GCC Cross-Compiler

From OSDev.wiki
Revision as of 14:37, 30 November 2006 by Combuster (talk | contribs) (Import to mediawiki)
(diff) ← Older revision | Latest revision (diff) | Newer revision → (diff)
Jump to navigation Jump to search

Introduction

What is a cross-compiler?

Generally spoken, a cross-compiler is a compiler that runs on platform A (the "host"), but generates executables for platform B (the "target"). The two "platforms" might differ in CPU, operating system, and/or executable format.

What is a "Canadian Cross"?

The black magic of cross-compiling: On platform A, compile a cross-compiler to run on platform B that generates executables for platform C.

Why an OS developer should build a cross-compiler

Doing Step 1 below to get a dedicated (cross-) compiler for your OS development work can save you many headaches.
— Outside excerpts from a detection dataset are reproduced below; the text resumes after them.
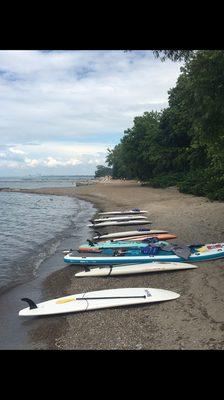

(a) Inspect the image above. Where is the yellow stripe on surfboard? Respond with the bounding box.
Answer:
[56,296,76,304]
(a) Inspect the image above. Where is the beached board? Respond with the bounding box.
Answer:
[109,233,177,243]
[87,219,152,228]
[64,243,224,265]
[99,209,148,215]
[19,288,180,317]
[93,228,168,240]
[75,262,198,278]
[79,240,169,252]
[93,215,147,222]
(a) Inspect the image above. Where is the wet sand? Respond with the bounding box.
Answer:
[4,181,224,349]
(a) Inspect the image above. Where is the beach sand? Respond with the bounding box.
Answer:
[4,180,224,350]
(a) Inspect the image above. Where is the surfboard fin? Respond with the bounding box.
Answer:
[21,297,37,310]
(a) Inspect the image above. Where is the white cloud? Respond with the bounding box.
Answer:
[0,51,181,175]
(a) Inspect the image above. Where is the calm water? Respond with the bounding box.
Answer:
[0,175,93,189]
[0,192,92,293]
[0,182,96,349]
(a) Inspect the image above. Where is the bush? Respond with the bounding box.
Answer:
[142,173,183,188]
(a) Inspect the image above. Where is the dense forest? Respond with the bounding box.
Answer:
[107,50,224,200]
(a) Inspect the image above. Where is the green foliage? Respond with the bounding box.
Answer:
[142,173,183,188]
[95,165,112,178]
[107,50,224,200]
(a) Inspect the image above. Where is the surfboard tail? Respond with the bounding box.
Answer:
[21,297,37,310]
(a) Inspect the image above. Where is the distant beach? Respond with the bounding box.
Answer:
[3,180,224,349]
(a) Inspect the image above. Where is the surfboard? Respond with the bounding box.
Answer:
[93,228,168,240]
[19,288,180,317]
[99,209,148,215]
[87,219,152,228]
[75,262,198,278]
[94,215,147,222]
[64,243,224,265]
[78,240,168,252]
[108,233,177,243]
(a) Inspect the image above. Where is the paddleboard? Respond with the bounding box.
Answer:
[110,233,177,243]
[75,262,198,278]
[19,288,180,317]
[64,243,224,265]
[87,219,152,228]
[94,215,147,222]
[79,240,169,252]
[93,228,168,240]
[99,208,148,215]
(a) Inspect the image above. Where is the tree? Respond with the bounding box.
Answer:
[95,165,112,178]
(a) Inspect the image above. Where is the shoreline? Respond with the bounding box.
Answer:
[3,181,224,349]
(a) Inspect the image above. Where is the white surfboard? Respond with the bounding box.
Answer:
[93,229,168,240]
[94,215,147,222]
[19,288,180,317]
[75,262,198,278]
[99,210,148,215]
[87,219,152,228]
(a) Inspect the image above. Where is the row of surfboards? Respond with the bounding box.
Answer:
[19,209,224,316]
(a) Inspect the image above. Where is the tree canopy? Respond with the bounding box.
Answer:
[107,50,224,200]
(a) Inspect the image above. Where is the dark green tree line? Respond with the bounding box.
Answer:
[107,50,224,200]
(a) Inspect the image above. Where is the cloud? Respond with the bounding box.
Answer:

When your system compiler drags in references to alloca() or other OS-dependent things, your compiler and your assembler can't agree on binary formats, or your bootloader stubbornly insists that it cannot read your kernel binary, the easiest solution could be setting up a dedicated Step 1 cross-compiler. If anything, it places you on the same playground as other users: You can rest assured that any problems you might yet encounter are not specific to your compiler setup.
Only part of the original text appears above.